An SEC filing includes the backstory of Google’s controversial offer to buy video compression firm On2 Technologies. Several groups of On2 shareholders have sued to block the deal, saying that On2’s directors did not try to find other buyers for the company and that they should have demanded a higher price from Google (NSDQ: GOOG). And, indeed, the filing shows that while On2’s board considered reaching out to other buyers, they were concerned that interested parties might share customers with On2 who might “react negatively” if they learned that On2 was for sale. Management therefore agreed to negotiate exclusively with Google for a fixed period. So, when an On2 engineer received an informal inquiry from an unnamed semiconductor company interested in making an acquisition in the space, On2 had to put off the meeting.

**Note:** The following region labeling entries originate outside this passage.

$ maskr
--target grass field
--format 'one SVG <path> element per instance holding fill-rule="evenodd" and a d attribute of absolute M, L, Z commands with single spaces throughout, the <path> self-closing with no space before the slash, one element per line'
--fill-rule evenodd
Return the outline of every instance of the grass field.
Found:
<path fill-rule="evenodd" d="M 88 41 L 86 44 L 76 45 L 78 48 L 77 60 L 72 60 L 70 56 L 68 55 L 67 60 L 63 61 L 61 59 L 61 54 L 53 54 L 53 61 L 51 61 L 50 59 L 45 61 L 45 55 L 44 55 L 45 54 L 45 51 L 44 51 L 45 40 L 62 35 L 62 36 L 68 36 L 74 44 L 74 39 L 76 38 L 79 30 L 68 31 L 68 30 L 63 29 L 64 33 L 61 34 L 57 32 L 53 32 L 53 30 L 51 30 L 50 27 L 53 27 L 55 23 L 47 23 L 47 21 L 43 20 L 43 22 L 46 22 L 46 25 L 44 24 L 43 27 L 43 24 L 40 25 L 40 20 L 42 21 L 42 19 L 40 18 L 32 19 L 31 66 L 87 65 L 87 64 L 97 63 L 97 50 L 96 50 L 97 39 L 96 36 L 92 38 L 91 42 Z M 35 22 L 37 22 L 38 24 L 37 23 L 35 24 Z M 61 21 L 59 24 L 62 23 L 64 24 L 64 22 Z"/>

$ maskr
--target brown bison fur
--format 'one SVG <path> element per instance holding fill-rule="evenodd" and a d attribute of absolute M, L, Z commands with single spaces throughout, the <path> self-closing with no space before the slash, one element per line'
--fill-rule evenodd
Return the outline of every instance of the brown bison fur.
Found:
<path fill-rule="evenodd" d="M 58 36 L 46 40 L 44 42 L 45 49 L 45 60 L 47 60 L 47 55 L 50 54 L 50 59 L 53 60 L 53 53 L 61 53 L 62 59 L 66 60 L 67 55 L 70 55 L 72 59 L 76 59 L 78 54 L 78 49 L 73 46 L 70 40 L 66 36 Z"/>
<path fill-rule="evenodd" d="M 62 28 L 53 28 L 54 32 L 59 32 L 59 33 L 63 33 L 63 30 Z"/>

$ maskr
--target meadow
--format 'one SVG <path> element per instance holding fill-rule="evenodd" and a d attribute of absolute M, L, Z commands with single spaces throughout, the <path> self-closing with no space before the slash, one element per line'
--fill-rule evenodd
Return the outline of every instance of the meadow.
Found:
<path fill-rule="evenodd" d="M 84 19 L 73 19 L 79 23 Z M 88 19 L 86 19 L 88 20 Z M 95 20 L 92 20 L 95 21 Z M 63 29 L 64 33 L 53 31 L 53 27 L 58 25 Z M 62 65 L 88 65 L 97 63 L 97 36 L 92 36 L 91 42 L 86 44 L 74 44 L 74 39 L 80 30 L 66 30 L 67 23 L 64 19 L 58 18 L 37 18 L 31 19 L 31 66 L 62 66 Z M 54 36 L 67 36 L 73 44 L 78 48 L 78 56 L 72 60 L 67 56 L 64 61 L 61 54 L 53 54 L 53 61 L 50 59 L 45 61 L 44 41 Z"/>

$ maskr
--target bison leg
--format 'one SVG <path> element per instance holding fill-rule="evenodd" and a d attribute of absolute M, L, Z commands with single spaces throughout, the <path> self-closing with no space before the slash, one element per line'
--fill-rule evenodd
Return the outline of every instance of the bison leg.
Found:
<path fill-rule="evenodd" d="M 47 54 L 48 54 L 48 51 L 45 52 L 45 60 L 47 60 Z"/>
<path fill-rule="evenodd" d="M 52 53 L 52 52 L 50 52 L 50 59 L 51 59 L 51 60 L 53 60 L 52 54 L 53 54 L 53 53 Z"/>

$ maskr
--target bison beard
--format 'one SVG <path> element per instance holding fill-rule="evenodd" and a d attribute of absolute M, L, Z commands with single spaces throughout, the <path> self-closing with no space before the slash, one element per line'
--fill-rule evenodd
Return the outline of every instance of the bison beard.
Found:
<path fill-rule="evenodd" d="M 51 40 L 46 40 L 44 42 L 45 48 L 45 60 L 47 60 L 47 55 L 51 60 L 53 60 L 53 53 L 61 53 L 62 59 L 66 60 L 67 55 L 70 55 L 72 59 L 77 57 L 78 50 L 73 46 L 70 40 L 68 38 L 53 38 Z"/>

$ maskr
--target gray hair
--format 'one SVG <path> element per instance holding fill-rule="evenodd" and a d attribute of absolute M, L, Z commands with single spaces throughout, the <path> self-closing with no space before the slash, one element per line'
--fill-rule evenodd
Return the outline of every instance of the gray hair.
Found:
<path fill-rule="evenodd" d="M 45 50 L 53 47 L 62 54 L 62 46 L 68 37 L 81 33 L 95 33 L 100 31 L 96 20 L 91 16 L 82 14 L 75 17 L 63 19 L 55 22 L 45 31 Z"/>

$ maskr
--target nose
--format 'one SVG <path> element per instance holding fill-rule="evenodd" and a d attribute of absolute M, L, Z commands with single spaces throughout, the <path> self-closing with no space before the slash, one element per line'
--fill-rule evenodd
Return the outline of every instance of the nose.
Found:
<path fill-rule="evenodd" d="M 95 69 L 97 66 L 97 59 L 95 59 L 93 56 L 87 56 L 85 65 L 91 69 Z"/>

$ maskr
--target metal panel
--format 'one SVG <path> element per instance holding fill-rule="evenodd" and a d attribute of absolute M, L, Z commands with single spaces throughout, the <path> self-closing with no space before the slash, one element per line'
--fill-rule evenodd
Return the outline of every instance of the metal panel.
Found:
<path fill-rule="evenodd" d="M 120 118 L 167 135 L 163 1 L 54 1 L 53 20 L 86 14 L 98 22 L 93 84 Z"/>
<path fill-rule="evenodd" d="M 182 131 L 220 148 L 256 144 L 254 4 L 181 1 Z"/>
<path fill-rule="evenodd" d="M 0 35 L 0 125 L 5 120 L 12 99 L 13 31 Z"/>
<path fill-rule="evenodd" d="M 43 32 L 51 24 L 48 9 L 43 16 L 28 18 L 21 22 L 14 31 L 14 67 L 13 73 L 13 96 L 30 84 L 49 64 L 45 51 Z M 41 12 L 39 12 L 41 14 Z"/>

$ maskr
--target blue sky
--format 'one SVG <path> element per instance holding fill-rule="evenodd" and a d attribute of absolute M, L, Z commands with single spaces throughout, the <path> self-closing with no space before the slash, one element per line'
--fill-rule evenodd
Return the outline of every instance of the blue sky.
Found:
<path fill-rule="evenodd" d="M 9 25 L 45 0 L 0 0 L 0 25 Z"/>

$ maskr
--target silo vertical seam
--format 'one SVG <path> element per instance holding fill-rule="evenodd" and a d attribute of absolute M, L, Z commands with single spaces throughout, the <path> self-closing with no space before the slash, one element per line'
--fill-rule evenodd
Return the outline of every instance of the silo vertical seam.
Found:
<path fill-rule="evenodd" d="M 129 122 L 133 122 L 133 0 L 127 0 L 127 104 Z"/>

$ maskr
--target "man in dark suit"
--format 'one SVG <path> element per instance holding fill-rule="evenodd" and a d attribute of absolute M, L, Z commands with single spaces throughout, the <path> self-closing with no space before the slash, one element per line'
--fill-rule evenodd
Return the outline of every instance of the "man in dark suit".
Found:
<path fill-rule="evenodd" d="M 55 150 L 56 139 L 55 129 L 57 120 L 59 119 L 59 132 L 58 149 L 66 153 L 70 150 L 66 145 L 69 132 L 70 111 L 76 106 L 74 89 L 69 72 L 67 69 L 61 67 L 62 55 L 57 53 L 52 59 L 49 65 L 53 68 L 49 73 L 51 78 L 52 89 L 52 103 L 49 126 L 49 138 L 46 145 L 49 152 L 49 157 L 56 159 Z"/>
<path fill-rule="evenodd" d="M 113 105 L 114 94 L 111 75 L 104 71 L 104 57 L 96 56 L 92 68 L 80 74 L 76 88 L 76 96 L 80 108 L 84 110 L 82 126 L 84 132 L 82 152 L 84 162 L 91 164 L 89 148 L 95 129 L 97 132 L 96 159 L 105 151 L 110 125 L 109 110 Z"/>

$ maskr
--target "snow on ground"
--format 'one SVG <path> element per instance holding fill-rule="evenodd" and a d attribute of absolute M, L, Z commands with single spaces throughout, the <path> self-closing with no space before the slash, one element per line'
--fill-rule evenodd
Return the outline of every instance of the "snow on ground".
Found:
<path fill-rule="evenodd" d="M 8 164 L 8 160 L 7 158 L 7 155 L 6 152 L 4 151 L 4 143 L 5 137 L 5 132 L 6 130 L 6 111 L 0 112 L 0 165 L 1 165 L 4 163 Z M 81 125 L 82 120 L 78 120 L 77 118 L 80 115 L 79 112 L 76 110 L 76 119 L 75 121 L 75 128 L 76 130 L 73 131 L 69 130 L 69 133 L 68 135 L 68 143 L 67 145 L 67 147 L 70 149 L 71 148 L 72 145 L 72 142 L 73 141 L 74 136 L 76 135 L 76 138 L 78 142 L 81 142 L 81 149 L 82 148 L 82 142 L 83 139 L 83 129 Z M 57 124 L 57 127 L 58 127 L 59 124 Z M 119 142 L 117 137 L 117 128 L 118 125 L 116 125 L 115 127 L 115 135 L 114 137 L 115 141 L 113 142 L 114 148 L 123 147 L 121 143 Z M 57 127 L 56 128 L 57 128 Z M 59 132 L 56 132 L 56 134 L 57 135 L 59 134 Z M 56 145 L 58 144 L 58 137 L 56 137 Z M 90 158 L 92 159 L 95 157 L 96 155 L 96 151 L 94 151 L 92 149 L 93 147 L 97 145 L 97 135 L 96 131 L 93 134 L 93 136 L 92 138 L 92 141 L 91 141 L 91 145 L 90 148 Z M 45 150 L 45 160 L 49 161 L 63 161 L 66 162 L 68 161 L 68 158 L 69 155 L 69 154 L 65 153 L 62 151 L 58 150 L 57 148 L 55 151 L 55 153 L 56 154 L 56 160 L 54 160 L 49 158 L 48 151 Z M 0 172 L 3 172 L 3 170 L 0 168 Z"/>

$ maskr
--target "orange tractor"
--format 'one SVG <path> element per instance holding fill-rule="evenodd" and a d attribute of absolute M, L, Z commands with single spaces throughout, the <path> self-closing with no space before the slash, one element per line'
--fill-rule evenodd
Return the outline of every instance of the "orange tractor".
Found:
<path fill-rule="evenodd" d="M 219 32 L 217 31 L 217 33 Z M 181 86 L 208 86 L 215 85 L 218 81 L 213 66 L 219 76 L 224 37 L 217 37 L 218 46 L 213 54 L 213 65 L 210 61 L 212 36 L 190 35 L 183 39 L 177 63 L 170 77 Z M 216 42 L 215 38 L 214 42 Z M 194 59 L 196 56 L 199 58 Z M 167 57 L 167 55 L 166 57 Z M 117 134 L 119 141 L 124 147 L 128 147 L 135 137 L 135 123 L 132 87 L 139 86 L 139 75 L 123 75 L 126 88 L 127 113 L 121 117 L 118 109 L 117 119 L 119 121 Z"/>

At the same time, the filing shows that, unsurprisingly, On2 executives did try to get a higher price for their business from Google. In April, Google representatives told On2 executives that they were willing to pay between 45 and 50 cents a share for On2. On2’s board countered by saying it was willing to consider accepting between 80 and 90 cents a share, but Google did not bite, offering 60 cents a share in either stock or cash instead — a price that the two sides ultimately agreed to.
Other tidbits from the filing: Three key On2 engineers will be compensated handsomely if they stay with Google for three years post-acquisition. On2 SVP of Core Technologies James Bankoski gets a $1 million bonus; SVP of Research and Development Paul Wilkins receives £600,000; and VP of Codec Develpment Yaowu Xu gets $840,000.
As for a termination fee, On2 will have to pay $2 million to Google if the deal does not go through.